In deze zaak heeft het Gerechtshof 's-Hertogenbosch op 28 juli 2025 uitspraak gedaan over een wrakingsverzoek van een verzoeker in een strafzaak. Het verzoek tot wraking werd ingediend op 3 juli 2025, tijdens een zitting waar de verzoeker en zijn raadsman, mr. Y. Moszkowicz, aanwezig waren. De verzoeker stelde dat de raadsheren partijdig waren en dat zijn recht op een eerlijk proces was geschonden. Dit kwam voort uit de beslissing van de voorzitter om mr. Moszkowicz de zittingszaal te laten verlaten zonder dat de verzoeker voldoende was geïnformeerd over de gevolgen hiervan. De wrakingskamer oordeelde dat de gang van zaken tijdens de zitting onvoldoende waarborgen bood om een gerechtvaardigde twijfel aan de onpartijdigheid van de raadsheren uit te sluiten.
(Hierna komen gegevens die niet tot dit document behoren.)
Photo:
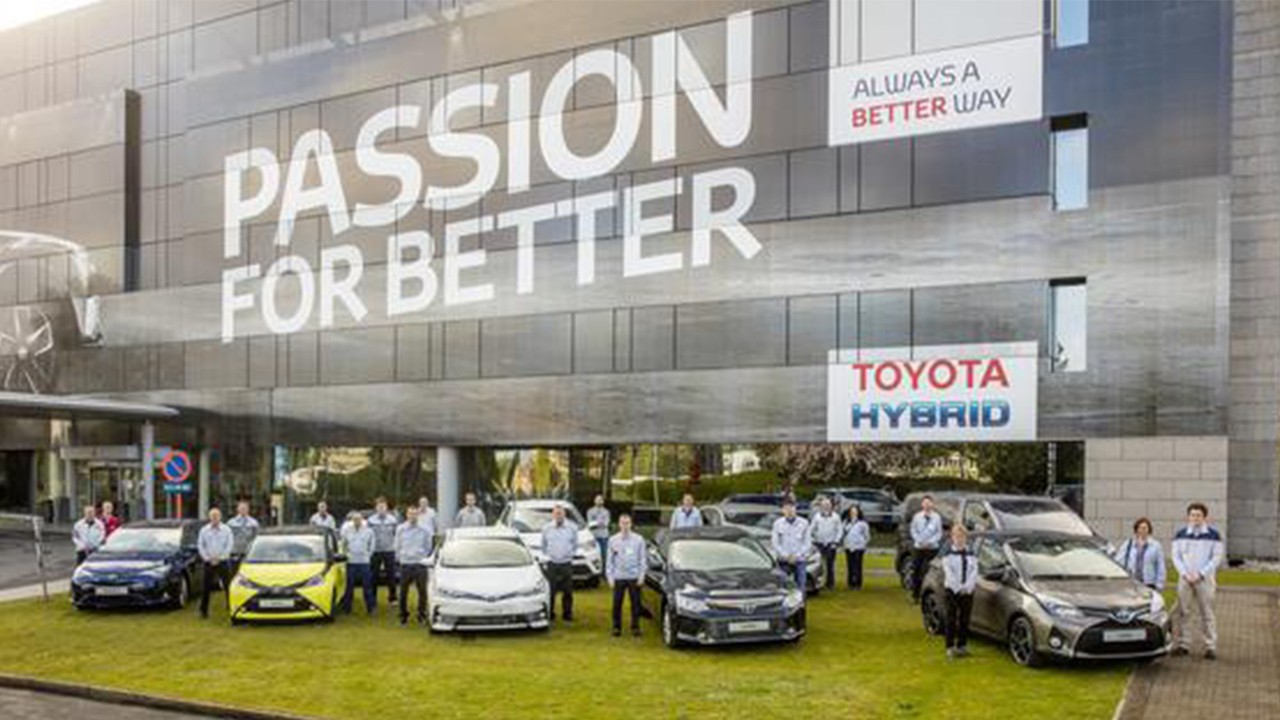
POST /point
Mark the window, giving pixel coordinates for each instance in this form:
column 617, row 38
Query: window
column 1069, row 331
column 1070, row 23
column 1070, row 162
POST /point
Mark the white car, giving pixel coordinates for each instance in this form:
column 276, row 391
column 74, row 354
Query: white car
column 487, row 579
column 528, row 516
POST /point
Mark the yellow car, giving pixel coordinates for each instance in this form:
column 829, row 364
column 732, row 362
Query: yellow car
column 289, row 574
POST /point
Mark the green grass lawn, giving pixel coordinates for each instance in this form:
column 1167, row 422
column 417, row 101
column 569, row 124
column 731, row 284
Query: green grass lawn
column 865, row 656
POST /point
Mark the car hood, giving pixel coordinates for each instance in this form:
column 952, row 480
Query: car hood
column 488, row 580
column 1120, row 592
column 123, row 564
column 730, row 580
column 280, row 574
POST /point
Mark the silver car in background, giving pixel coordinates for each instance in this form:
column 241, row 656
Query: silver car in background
column 487, row 579
column 1055, row 596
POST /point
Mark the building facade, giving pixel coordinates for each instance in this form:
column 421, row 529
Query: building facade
column 521, row 222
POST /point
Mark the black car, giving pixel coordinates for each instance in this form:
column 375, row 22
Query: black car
column 988, row 511
column 147, row 564
column 721, row 586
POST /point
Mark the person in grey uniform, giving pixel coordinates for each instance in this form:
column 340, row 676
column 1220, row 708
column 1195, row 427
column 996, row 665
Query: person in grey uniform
column 470, row 515
column 791, row 543
column 412, row 547
column 827, row 531
column 858, row 536
column 926, row 540
column 357, row 540
column 214, row 543
column 558, row 542
column 626, row 561
column 598, row 518
column 686, row 515
column 383, row 523
column 87, row 534
column 960, row 578
column 243, row 529
column 321, row 518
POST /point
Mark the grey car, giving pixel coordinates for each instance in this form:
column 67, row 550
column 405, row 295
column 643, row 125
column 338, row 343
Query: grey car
column 1055, row 596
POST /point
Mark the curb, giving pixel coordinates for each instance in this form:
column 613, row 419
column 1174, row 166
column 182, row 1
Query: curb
column 138, row 700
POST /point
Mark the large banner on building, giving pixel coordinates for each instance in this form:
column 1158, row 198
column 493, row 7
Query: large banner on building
column 917, row 68
column 935, row 393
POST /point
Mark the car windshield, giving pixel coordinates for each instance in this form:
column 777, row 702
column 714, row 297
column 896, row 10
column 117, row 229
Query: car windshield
column 1064, row 560
column 144, row 540
column 286, row 548
column 484, row 554
column 531, row 519
column 714, row 555
column 1038, row 515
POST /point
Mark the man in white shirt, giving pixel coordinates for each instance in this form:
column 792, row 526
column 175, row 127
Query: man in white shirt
column 87, row 534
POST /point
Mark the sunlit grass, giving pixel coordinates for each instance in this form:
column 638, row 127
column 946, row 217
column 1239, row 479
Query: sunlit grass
column 865, row 656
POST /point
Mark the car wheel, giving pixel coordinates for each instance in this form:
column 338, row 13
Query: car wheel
column 668, row 628
column 1022, row 643
column 931, row 613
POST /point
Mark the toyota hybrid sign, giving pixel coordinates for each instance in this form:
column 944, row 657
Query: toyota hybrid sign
column 933, row 393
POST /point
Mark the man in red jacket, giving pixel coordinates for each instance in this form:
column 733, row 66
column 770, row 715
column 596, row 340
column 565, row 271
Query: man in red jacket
column 109, row 520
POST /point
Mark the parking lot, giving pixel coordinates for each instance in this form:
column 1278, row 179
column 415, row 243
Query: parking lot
column 864, row 651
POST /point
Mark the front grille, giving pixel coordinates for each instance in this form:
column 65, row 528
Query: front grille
column 1091, row 641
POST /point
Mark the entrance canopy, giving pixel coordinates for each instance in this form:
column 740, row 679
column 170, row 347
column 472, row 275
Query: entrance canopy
column 69, row 406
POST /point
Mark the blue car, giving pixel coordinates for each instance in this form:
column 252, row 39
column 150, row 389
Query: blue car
column 141, row 565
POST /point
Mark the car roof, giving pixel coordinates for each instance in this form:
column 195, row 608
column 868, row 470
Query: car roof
column 705, row 532
column 540, row 504
column 296, row 531
column 499, row 532
column 159, row 524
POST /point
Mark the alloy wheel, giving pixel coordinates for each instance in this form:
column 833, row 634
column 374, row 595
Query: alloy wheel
column 26, row 350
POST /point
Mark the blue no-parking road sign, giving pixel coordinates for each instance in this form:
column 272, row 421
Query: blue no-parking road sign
column 176, row 468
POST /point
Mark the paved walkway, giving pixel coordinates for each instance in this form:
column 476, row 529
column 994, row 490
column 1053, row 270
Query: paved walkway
column 1243, row 683
column 24, row 705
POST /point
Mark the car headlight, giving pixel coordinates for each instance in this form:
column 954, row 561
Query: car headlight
column 1060, row 609
column 688, row 602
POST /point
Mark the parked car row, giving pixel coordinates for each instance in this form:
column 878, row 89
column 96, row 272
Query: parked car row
column 1047, row 586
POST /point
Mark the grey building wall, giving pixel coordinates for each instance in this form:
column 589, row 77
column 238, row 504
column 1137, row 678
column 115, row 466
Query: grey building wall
column 1255, row 379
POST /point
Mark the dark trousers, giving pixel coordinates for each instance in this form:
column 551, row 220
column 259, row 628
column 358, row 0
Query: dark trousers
column 828, row 561
column 560, row 575
column 920, row 559
column 854, row 564
column 631, row 589
column 362, row 575
column 383, row 566
column 959, row 607
column 414, row 575
column 214, row 575
column 799, row 572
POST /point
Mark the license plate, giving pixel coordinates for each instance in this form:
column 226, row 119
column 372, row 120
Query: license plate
column 1123, row 636
column 749, row 627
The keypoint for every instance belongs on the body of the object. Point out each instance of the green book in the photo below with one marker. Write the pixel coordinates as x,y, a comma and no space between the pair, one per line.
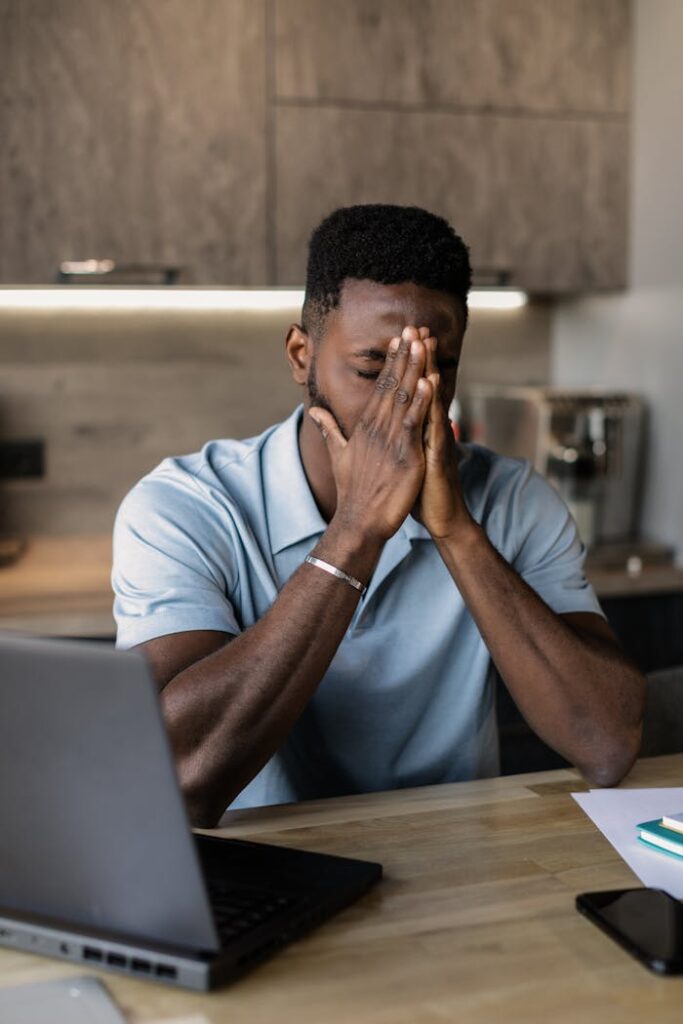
654,834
De wrakingskamer concludeerde dat de verzoeker niet adequaat was geïnformeerd over zijn recht op effectieve rechtsbijstand en dat de raadsheren onvoldoende oog hadden voor dit recht. De wrakingskamer heeft het verzoek tot wraking toegewezen, wat betekent dat de raadsheren niet langer de zaak van de verzoeker zullen behandelen. De beslissing werd genomen door een meervoudige kamer, bestaande uit drie rechters, en de griffier heeft de uitspraak vastgelegd.

Uitspraak

Wrakingskamer
Registratienummer : 200.356.554/01
Uitspraak : 28 juli 2025
Beslissing van de meervoudige kamer voor de behandeling van een wrakingsverzoek van het gerechtshof ’s-Hertogenbosch
gegeven op het mondelinge verzoek van 3 juli 2025, als bedoeld in artikel 512 van het Wetboek van Strafvordering, in de zaak met parketnummer [parketnummer] , in hoger beroep aanhangig bij de tweeëntwintigste meervoudige strafkamer van dit gerechtshof, ingediend door:
[verzoeker]
geboren te [geboorteplaats] (Egypte) op [geboortedatum] 1994,
wonende te [postcode] [woonplaats] , [adres] ,
hierna te noemen: ‘de verzoeker’,
strekkende tot wraking van mr. O.A.J.M. Lavrijssen, mr. A.J. Henzen en mr. D.V.E.M. van der Wiel-Rammeloo, respectievelijk voorzitter en raadsheren van de behandelend kamer in de hoofdzaak, hierna te noemen: ‘de voorzitter’ en gezamenlijk: ‘de raadsheren’.

1.Procesverloop

1.1.
Het hof, in samenstelling van mrs. Lavrijssen (voorzitter), Henzen en Van der Wiel-Rammeloo (raadsheren), heeft ter terechtzitting van 3 juli 2025 een aanvang genomen met de behandeling van de tegen de verzoeker aanhangige strafzaak onder parketnummer [parketnummer] . De verzoeker en zijn raadsman, mr. Y. Moszkowicz, waren ter terechtzitting aanwezig. Het Openbaar Ministerie werd ter zitting vertegenwoordigd door mr. L.E.J. van Tilburg, advocaat-generaal.
1.2.
Tijdens de terechtzitting heeft de verzoeker mondeling de wraking verzocht van de raadsheren van de strafkamer, gevolgd door een handgeschreven wrakingsverzoek. Het onderzoek is toen geschorst.
1.3.
De verzoeker is door het secretariaat van de wrakingskamer schriftelijk bericht dat zijn verzoek in behandeling is genomen.
1.4.
Mr. Moszkowicz heeft op 4 juli 2025 een toelichting op het handgeschreven wrakingverzoek ingestuurd, met bijlagen.
1.5.
De raadsheren hebben schriftelijk verklaard niet in de wraking te berusten.
1.6.
De advocaat-generaal heeft schriftelijk geconcludeerd tot afwijzing van het wrakingsverzoek.
1.7.
Mr. Moszkowicz heeft op 11 juli 2025 en voorafgaand aan de zitting op 14 juli 2025 e-mails ingestuurd, met bijlagen.
1.8.
De wrakingskamer heeft het verzoek ter zitting van 14 juli 2025 behandeld. Daarbij zijn de verzoeker, mr. Moszkowicz en de raadsheren verschenen.
1.9.
Na de mondelinge behandeling heeft de voorzitter van de wrakingskamer het onderzoek gesloten en medegedeeld dat over uiterlijk twee weken, zijnde 28 juli 2025, uitspraak op het wrakingsverzoek zal worden gedaan.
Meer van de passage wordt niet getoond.